A Linux firewall is a system that controls incoming and outgoing network traffic based on predefined security rules. It acts as a barrier between your computer and the outside world, helping protect against unauthorized access, attacks, and data leaks.

Core Concepts of a Linux Firewall

1. Packet Filtering

The firewall inspects each packet of data and decides whether to allow or block it based on rules.

2. Rules and Policies

Rules define what traffic is allowed or denied. Policies are default actions (e.g., deny all unless explicitly allowed).

3. Chains and Tables

Linux firewalls use chains (INPUT, OUTPUT, FORWARD) and tables (filter, nat, mangle) to organize rules.

Common Linux Firewall Tools

1. iptables

A powerful and flexible tool for configuring firewall rules.

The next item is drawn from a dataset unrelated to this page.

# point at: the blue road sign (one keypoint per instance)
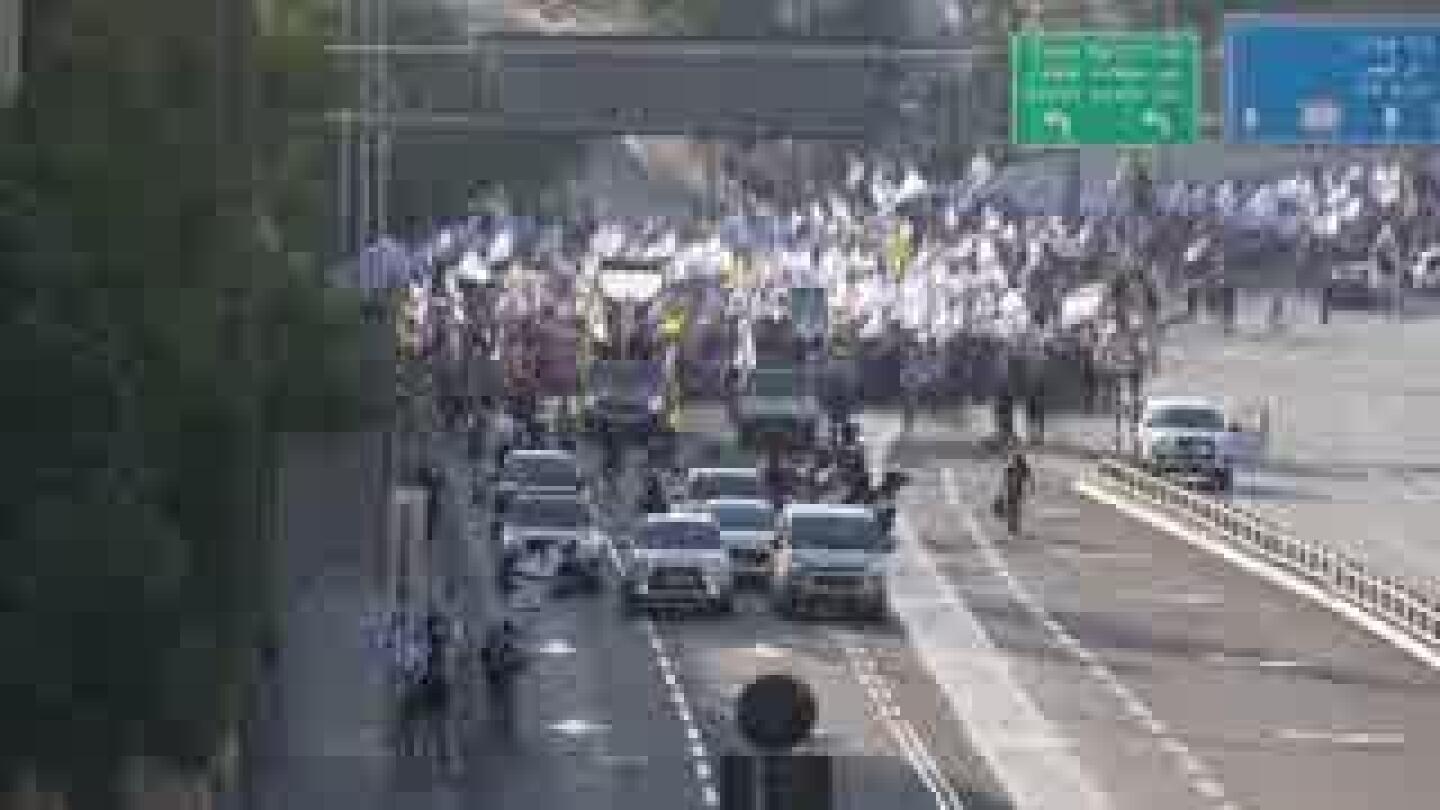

INPUT: Controls incoming traffic
OUTPUT: Controls outgoing traffic
FORWARD: Controls traffic routed through the system

Example:

sudo iptables -A INPUT -p tcp --dport 22 -j ACCEPT

Allows incoming SSH traffic on port 22.

2. ufw (Uncomplicated Firewall)

A user-friendly frontend for iptables, common on Ubuntu.

Enable firewall:
```
sudo ufw enable
```
Allow SSH:
```
sudo ufw allow ssh
```
Deny a port:
```
sudo ufw deny 80
```
Check status:
```
sudo ufw status
```

3. firewalld

Used in Red Hat-based systems. It supports zones and services.

Start firewalld:
```
sudo systemctl start firewalld
```

Allow HTTP:

sudo firewall-cmd --add-service=http --permanent
sudo firewall-cmd --reload

List active rules:
```
sudo firewall-cmd --list-all
```

Zones in firewalld

Zones define trust levels for network interfaces:

public: Least trusted
home: Trusted for home networks
internal: Trusted for internal networks

You assign interfaces to zones and set rules per zone.

Best Practices

Default deny: Block all traffic unless explicitly allowed.
Limit exposure: Only open necessary ports.
Use logging: Monitor dropped or suspicious packets.
Keep rules organized: Use comments and scripts for clarity.